In late July 2008, 42 passengers were injured in a storm. The event became widely known when video footage was posted on the internet two years later.

On 18 December 2011, P&O announced that Pacific Sun would leave its fleet in July 2012. Her farewell cruise was an 8-day roundtrip from Portside Wharf in Brisbane, stopping at Nouméa, Lifou, in New Caledonia, and Port Vila, Vanuatu, with three days at sea. Pacific Sun had completed between 314 and 332 cruises, with 2,707 nights at sea and an estimated 586,000 passengers carried.

===HNA Cruises===
The ship was then sold to Chinese interests under the newly formed cruise line, HNA Cruises. On 13 September 2012, the ship was renamed Henna. The ship made her maiden voyage under Chinese ownership on 26 January 2013 from Sanya to Vietnam. At that time, the ship was the first luxury cruise liner in mainland China at over 47,000 tons with 739 passenger cabins and a maximum passenger capacity of 1,965. She had nine suites, 432 ocean-view staterooms, and 298 interior staterooms. During its operation with HNA Cruises, the ship sailed to locations in Vietnam and in South Korea.

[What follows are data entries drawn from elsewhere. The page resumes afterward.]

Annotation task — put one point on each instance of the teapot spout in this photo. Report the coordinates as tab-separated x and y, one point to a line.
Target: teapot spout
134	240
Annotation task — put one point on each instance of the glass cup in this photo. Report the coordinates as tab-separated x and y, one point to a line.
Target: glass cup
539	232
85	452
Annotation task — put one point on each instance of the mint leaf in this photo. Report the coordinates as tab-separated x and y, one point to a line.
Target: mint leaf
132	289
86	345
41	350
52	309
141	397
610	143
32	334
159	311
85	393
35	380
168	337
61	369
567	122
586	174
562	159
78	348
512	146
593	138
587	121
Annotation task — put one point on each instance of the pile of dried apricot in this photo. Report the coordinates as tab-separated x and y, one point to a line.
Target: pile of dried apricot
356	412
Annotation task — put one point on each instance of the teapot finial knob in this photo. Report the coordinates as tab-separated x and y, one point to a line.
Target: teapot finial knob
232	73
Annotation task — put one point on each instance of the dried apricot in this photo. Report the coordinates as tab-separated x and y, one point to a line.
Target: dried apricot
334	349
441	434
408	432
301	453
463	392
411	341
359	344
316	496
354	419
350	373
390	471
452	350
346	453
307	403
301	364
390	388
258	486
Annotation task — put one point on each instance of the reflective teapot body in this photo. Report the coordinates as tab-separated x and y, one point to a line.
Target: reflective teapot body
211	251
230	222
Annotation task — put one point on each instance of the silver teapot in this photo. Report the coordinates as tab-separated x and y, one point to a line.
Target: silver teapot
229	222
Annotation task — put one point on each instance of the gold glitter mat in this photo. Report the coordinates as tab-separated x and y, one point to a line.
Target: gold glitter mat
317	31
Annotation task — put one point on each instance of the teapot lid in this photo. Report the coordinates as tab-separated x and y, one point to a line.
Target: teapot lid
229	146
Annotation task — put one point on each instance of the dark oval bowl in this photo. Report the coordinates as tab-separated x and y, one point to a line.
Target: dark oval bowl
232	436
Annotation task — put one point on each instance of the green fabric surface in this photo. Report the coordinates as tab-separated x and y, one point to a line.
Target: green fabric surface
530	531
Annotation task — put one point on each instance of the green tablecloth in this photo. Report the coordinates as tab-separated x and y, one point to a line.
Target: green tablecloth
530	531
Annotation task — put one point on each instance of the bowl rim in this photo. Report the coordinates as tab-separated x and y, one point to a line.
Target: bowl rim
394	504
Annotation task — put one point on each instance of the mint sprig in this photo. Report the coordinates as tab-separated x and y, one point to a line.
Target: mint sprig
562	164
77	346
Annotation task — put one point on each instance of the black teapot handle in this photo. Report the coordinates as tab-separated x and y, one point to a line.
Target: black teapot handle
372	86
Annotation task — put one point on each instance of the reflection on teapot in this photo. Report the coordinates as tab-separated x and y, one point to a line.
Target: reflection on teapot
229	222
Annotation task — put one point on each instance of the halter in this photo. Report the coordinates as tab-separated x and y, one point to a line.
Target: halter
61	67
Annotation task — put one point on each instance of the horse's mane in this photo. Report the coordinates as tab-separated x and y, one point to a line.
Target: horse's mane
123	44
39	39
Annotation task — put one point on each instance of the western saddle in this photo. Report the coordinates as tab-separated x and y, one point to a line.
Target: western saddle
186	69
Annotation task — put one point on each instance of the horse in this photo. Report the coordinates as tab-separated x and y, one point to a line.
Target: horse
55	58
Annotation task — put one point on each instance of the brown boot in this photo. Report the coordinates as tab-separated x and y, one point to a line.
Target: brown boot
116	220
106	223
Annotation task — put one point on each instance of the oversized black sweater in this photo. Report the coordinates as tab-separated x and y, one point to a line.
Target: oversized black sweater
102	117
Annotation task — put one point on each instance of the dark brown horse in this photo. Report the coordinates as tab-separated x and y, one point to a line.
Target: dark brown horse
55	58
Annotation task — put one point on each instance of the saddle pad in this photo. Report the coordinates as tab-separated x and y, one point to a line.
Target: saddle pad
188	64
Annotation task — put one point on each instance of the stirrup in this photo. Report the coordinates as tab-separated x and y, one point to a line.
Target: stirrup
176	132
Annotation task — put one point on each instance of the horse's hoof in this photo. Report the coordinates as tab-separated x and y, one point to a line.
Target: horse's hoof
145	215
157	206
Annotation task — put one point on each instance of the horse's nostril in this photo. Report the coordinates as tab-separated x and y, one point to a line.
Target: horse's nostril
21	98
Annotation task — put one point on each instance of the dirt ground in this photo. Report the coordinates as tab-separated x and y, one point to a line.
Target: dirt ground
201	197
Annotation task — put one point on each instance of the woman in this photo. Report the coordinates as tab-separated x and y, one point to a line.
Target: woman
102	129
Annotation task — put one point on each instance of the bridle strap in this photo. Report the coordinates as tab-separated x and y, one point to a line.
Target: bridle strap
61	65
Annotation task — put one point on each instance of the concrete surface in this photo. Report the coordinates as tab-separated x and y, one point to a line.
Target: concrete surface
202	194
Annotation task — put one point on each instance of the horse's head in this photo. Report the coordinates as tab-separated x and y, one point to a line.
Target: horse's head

In September 2013 the ship was detained at the South Korean island of Jeju after Chinese shipping service company Jiangsu Shagang International applied for a seizure. After several days stuck on board, the 1,659 passengers were flown home via HNA Group's China Hainan Airlines.

In November 2015, HNA shut down its cruise ship operation after three years of losses in the region. Since the Hennas last cruise with HNA, she was laid up and was placed for sale for US$35 million.

===Demise===
With there being no interested buyers, Henna was sold for scrapping in Alang, India. She was photographed there, renamed as the Hen, on 1 May 2017. By late June, scrapping began and was complete by the end of 2017.